VanEck Shakes Up ETF Market with New TruSector Launch
VanEck just dropped a bombshell on traditional finance—introducing TruSector ETFs that promise to cut through market noise with surgical precision.
Strategic Sector Targeting
These aren't your granddad's index funds. TruSector ETFs bypass broad market exposure to zero in on high-conviction themes—think AI infrastructure, energy transition, and digital infrastructure. No more dilution from underperformers dragging returns down.
Active Management Meets ETF Efficiency
VanEck’s team picks winners based on rigorous fundamental analysis while maintaining ETF liquidity and transparency. They’re betting their research edge outperforms algorithms chasing momentum.
Because what’s more revolutionary than paying lower fees for active returns? Unless you count Wall Street finally admitting passive investing had its limits—right before jumping on the next trend.

VanEck’s TruSector ETFs are designed to deliver full market-cap sector exposure and help asset allocators track sector benchmarks with greater precision by overcoming the allocation caps imposed on traditional sector funds.
VanEck is announcing the launch of two actively managed ETFs built to solve one of the most persistent issues in sector investing: the tracking error caused when Registered Investment Company (RIC) diversification rules force sector funds to underweight the largest companies in their benchmarks.
The VanEck Consumer Discretionary TruSector ETF (TRUD) and VanEck Technology TruSector ETF (TRUT) are designed to give investors full market-cap sector exposure, providing closer alignment with how the market itself defines each sector.

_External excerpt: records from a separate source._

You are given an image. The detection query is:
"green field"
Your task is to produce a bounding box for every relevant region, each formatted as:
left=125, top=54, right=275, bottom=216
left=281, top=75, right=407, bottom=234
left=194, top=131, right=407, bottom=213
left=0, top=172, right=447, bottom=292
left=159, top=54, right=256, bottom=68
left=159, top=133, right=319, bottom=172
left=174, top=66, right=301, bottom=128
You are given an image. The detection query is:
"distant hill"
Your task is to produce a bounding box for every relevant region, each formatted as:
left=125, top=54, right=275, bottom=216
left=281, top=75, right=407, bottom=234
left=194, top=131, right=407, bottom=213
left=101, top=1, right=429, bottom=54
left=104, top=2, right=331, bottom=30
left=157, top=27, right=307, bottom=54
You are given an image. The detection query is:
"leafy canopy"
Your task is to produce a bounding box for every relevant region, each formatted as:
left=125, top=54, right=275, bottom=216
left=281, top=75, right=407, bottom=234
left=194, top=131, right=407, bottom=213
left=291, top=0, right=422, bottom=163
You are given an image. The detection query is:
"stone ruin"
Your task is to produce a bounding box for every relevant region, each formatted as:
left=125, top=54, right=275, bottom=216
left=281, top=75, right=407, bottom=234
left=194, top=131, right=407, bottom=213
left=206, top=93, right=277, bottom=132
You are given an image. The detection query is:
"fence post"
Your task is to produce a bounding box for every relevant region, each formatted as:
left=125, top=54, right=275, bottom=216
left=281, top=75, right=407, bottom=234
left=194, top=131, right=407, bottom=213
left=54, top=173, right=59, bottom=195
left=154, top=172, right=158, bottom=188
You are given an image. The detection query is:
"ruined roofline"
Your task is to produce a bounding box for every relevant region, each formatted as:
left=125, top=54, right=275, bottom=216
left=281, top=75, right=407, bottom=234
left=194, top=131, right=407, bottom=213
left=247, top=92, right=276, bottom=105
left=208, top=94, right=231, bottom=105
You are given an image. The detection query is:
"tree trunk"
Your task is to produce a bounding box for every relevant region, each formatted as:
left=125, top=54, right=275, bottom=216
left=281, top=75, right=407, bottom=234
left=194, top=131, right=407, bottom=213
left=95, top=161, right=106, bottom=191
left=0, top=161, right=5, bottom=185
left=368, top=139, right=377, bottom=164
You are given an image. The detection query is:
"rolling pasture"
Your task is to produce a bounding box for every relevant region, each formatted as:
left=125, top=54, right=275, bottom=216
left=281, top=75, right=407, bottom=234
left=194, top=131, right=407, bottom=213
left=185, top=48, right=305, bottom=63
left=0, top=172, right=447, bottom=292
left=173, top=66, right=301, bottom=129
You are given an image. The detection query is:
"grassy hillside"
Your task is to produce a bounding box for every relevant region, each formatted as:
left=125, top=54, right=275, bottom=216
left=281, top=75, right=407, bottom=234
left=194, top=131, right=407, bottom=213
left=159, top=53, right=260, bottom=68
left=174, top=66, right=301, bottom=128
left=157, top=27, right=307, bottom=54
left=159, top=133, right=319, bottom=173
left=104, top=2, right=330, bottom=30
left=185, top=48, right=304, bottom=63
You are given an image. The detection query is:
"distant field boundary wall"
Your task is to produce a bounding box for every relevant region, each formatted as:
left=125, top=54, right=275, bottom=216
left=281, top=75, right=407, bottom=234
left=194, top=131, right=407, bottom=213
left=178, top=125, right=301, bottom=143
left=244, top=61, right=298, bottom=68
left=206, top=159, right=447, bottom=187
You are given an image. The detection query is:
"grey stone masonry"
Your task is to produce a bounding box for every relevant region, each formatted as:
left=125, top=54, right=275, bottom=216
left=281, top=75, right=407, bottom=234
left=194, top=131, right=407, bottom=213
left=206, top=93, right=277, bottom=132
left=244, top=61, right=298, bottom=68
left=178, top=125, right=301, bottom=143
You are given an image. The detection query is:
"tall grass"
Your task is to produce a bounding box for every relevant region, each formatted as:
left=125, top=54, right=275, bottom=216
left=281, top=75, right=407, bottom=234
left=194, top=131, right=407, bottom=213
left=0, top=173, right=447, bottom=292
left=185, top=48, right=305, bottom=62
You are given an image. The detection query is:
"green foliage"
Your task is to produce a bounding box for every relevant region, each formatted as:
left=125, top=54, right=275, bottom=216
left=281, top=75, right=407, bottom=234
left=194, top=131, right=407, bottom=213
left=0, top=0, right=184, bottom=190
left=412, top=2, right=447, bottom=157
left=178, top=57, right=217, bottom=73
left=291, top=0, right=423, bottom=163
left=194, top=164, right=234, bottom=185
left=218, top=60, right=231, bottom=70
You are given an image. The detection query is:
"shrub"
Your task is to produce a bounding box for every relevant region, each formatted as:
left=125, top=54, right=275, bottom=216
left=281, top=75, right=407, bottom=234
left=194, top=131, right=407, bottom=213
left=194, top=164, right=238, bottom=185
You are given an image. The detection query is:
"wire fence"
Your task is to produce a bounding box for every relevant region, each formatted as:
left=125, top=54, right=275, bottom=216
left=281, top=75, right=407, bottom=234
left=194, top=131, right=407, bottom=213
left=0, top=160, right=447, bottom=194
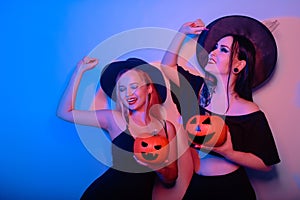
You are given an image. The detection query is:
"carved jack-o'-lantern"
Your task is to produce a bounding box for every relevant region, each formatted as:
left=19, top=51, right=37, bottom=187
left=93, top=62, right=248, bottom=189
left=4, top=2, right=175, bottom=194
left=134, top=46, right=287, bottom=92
left=133, top=134, right=169, bottom=164
left=186, top=115, right=228, bottom=147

RIC rules limit how much an ETF can invest in any single company—for example, funds cannot hold more than 25% in a single stock and stocks with a 5% weighting or more cannot make up more than 50% of the portfolio. In sectors dominated by a few large names, such as Technology where NVIDIA and Microsoft alone can make up over 40% of the sector, these limits require traditional sector funds to scale back exposure to the biggest companies. This distorts sector weightings and increases the potential for performance differences when compared with uncapped benchmarks.
“Many investors assume that sector ETFs fully mirror the broad relative benchmarks, but RIC diversification rules often prevent that,” said Michael Cohick, Director of Product Management at VanEck. “Our new TruSector ETFs are designed to provide full sector exposure while staying within regulatory limits.”
VanEck’s TruSector ETFs offer uncapped sector exposure while maintaining compliance with RIC diversification rules by adopting a hybrid approach, holding a mix of individual equities and targeted ETFs. By doing so, the funds can maintain uncapped exposure to the sector’s leading contributors and avoid the overallocation to smaller names common in traditional sector ETFs. This results in cleaner attribution, lower tracking error to widely followed benchmarks and no unintended stock biases.
“By removing artificial caps and keeping sectors aligned with the market leaders, the TruSector ETFs provide asset allocators and model portfolio managers with precision tools for tracking sector benchmarks,” Mr. Cohick added. “They simplify the process of gaining true sector exposure in a single, liquid, tax-efficient ETF wrapper.”
The launch of the TruSector ETFs follows VanEck’s recent commemoration of its 70th anniversary earlier this month, marking another milestone in the firm’s long history of delivering intelligently designed solutions that address structural gaps in the investment landscape.